Ты имеешь в виду — до женитьбы на Марте?
И после. Штука в том, что каждый раз я оставался самим собой. А с Брайони я стал таким, каким всегда мечтал быть. Если сделать скидку на врожденную неспособность к счастью, то с Брайони я был счастлив. Счастье — это жить повседневностью, не понимая, насколько ты счастлив. Истинное счастье — не осознавать, насколько ты счастлив, это некая животная безмятежность, промежуточное состояние между довольством и радостью, устойчивость твоего «я» в этом мире. Я, разумеется, веду речь о развитом западном мире. Скромная деловитость жизненного уклада, удовлетворенность своей судьбой, наслаждение близостью, едой, солнечной погодой. Ты не просто любишь близкого человека — ты любишь мирскую данность. Такие ощущения, по всей вероятности, вызывает эндоморфин — наркотик мозга.
Понимаю: это опять же цефалическое обучение.
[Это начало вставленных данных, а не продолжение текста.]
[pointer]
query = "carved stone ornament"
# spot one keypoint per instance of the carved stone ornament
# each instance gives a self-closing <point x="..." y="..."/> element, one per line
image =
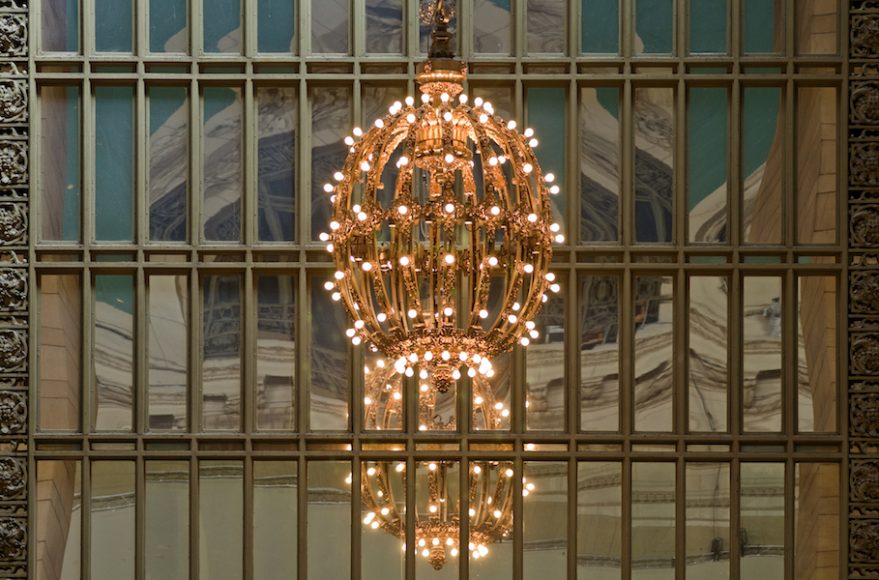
<point x="864" y="226"/>
<point x="864" y="163"/>
<point x="865" y="354"/>
<point x="13" y="101"/>
<point x="863" y="292"/>
<point x="13" y="35"/>
<point x="864" y="479"/>
<point x="13" y="412"/>
<point x="12" y="478"/>
<point x="13" y="350"/>
<point x="864" y="415"/>
<point x="864" y="103"/>
<point x="13" y="162"/>
<point x="13" y="539"/>
<point x="865" y="36"/>
<point x="864" y="541"/>
<point x="13" y="223"/>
Да какая разница! Проезжая через всю страну, мы видели снежные горнолыжные склоны, бурные реки для рафтинга; куда ни глянь — бесплатные возможности. А как-то раз в чистом поле мы наблюдали слет воздухоплавателей. Притормозили, чтобы полюбоваться небесными кораблями всех цветов радуги: томная флотилия воздушных шаров парила в своих собственных блаженных пределах пространства и времени. Нам пришло в голову, что американцы, по всей вероятности, более других народов ценят блага, даваемые землей и небом. В такие минуты жизнь — это просто жизнь, ни больше ни меньше: в точности такая, как видится, а за ней — ничего. Над всем довлеет вера в будущее, все синапсы активизируются, словно готовясь создать метафизическую мелодию, а ты купаешься в осознании привычной данности этого мира как единственной реальности. Конечно же, чувство вины растворяется без следа. Равно как и страх, прежде определявший твое «я». И этим, как уже сказано, я был обязан Брайони. Во время той поездки мое упоение всем подряд рождалось из радости быть подле нее, ощущать ее — и все, что с ней связано, — рядом с собой: ее задумчивость, ее прямой взгляд, ее Смех, ее безыскусность: она почти не красилась, не прихорашивалась, а волосы просто расчесывала, лишь изредка стягивая на затылке. Одно то, как она мимолетно поправляла волосы, говорило о разных состояниях ее души. Когда на многокилометровых прямых отрезках дороги мы умолкали, она складывала руки на груди или включала радио, чтобы найти какую-нибудь музыку. За музыку всегда отвечала она, полагая, что мне еще учиться и учиться; так оно и было — я не продвинулся дальше «Битлз» и «Грейтфул дэд». (А, кивала она, «Мертвецы».) Я мог быть за нее спокоен: ей не грозило стать жертвой Самозванца. С ним я покончил. Я преобразился, ступив на путь блаженной святости.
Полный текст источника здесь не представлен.